Slamet mengatakan, harga pakan menjadi kendala bagi pengembangan budidaya lobster yang berbasis ikan. Oleh karena itu, pihaknya tengah mengembangkan pakan dari pelet yang akan diproduksi secara massal sesuai kebutuhan gizi lobster.
"Pelet juga sumber, bahan bakunya juga bukan dari ikan. Ini dari nabati yg kita harapan, ini akan jadi kajian terus," jelasnya.

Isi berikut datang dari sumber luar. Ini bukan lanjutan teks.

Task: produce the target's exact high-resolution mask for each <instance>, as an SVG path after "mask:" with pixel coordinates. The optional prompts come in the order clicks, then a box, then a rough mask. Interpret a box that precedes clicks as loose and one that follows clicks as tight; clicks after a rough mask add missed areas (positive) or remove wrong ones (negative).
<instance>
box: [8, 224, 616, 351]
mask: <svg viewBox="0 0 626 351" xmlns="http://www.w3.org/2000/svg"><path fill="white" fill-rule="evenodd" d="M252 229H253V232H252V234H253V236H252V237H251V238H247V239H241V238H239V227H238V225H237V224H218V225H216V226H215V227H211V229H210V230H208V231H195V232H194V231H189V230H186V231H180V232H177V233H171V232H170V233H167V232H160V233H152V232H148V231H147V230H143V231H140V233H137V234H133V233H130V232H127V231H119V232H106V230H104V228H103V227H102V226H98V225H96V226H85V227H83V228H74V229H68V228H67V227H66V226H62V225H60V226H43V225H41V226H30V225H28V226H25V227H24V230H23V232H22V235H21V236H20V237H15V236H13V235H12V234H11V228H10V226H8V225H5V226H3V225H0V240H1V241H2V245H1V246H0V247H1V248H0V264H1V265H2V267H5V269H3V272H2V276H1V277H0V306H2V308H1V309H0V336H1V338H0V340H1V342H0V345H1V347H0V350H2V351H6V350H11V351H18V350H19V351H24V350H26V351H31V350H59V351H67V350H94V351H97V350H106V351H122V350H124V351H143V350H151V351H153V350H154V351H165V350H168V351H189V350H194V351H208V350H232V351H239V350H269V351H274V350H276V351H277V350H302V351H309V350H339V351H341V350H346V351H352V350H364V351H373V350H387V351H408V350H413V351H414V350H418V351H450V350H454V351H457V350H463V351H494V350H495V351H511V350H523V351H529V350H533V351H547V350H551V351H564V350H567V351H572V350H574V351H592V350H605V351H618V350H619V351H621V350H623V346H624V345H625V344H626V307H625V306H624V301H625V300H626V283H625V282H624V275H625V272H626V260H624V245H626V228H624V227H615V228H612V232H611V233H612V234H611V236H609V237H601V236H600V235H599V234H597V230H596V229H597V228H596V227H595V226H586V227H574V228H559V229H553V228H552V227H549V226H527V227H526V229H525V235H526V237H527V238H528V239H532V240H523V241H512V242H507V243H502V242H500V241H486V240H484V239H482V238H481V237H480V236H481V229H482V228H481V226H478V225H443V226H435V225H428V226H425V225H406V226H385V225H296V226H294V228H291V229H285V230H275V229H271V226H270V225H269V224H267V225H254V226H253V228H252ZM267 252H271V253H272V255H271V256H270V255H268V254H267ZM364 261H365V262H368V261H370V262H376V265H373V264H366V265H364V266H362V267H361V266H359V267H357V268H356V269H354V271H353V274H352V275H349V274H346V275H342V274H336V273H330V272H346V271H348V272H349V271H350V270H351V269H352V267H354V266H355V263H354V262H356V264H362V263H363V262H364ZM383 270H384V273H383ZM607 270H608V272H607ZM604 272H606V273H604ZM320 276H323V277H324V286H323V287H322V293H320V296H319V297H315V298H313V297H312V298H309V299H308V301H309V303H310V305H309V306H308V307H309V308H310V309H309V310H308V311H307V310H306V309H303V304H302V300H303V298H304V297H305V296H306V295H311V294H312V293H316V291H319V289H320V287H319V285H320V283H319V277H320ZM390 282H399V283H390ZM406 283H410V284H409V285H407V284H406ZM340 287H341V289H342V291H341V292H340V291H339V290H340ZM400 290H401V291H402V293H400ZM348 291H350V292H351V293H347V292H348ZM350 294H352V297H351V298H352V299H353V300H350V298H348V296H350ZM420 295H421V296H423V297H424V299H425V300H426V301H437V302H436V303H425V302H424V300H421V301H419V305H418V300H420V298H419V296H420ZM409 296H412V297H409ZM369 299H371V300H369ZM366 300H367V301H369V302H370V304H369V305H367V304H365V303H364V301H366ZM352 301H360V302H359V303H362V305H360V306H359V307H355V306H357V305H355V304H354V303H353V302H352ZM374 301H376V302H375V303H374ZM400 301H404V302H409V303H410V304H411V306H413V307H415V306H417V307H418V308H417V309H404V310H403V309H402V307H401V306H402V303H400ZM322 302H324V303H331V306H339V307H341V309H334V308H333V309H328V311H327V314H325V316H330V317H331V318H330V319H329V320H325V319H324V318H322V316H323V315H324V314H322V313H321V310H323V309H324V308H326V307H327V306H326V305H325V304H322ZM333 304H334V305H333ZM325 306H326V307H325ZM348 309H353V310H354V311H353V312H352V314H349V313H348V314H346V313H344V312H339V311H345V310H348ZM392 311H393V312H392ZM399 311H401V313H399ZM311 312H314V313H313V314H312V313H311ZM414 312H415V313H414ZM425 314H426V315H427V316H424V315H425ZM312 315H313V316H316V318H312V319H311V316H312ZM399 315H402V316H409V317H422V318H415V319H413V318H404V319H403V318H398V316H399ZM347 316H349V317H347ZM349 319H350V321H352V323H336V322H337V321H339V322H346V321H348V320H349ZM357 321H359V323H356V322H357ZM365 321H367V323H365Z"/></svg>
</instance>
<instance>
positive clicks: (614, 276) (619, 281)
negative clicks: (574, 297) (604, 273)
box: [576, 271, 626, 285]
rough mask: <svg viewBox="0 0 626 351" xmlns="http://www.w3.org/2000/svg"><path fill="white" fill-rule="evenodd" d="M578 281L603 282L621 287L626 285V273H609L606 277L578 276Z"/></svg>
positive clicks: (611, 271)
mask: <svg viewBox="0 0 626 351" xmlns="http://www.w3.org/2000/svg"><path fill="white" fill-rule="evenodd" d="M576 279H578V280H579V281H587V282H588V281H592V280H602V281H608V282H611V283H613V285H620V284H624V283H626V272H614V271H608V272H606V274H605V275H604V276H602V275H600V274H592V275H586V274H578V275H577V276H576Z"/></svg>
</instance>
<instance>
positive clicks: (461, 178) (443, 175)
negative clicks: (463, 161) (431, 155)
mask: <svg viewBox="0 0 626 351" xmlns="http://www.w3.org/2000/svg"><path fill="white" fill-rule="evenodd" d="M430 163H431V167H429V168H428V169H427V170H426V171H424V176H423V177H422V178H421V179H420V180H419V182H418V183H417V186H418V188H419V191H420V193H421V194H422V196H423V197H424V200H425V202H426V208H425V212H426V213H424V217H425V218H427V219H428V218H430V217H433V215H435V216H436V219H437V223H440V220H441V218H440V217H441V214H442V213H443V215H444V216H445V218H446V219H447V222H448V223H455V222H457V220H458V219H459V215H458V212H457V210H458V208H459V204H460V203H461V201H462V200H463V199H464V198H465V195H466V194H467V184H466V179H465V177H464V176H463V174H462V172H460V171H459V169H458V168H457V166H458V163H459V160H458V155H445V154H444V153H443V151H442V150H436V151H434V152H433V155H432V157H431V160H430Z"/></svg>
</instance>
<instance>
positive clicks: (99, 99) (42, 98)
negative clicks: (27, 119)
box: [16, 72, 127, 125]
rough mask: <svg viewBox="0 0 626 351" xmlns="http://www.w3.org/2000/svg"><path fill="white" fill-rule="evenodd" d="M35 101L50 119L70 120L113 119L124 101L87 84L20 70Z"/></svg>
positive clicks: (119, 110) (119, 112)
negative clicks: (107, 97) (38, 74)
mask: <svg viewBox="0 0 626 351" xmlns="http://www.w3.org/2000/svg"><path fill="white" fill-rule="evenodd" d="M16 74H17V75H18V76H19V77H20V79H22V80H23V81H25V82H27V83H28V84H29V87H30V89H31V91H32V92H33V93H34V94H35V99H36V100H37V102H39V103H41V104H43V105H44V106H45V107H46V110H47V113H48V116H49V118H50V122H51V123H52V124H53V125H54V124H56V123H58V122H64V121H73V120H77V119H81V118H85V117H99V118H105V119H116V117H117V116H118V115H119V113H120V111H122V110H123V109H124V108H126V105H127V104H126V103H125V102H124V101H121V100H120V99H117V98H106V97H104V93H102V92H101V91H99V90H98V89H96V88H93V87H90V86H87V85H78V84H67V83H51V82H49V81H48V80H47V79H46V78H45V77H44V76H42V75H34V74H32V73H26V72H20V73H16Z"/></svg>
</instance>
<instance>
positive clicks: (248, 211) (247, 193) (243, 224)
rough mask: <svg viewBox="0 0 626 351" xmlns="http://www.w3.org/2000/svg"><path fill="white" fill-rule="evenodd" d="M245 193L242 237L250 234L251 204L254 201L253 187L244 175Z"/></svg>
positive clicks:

Ketua Shrimp Club Indonesia, Iwan Sutanto mengatakan stok lobster yang melimpah di Indonesia membuat budidayanya belum banyak diminati. Iwan menuturkan, perairan lepas Pantai Barat Sumatera, Pantai Selatan Jawa, dan Pantai Selatan Sumbawa kaya akan lobster.
"Enggak ada interest mereka. Ambil aja masih ada. Bahkan pilih yang kecil-kecil itu. Yang tanggung hanya koleksi, dikumpulin, jadi deh," ucapnya.
Lanjutnya, keengganan nelayan untuk membudidayakan lobster karena harganya di tingkat nelayan masih rendah. "Kenapa nelayan belum tergerak? Karena di laut banyak. Di bengkulu satu lobster Rp9 ribu untuk konsumsi. Di sumbawa gak ada harganya lagi," tuturnya.
Iwan berpendapat pengusaha juga banyak yang tidak tertarik dengan budidaya lobster. Hal ini karena model kerambanya baru bisa dikembangkan dalam skala kecil, sehingga lebih sesuai bagi nelayan.
"Bukan mainannya pengusaha? Kenapa? Kermabanya bolong, (lobster) mati. Kita nggak tahu caranya," bebernya.
Iwan menegaskan budidaya lobster akan menarik apabila harganya menarik dan kontinuitas produksinya terjaga.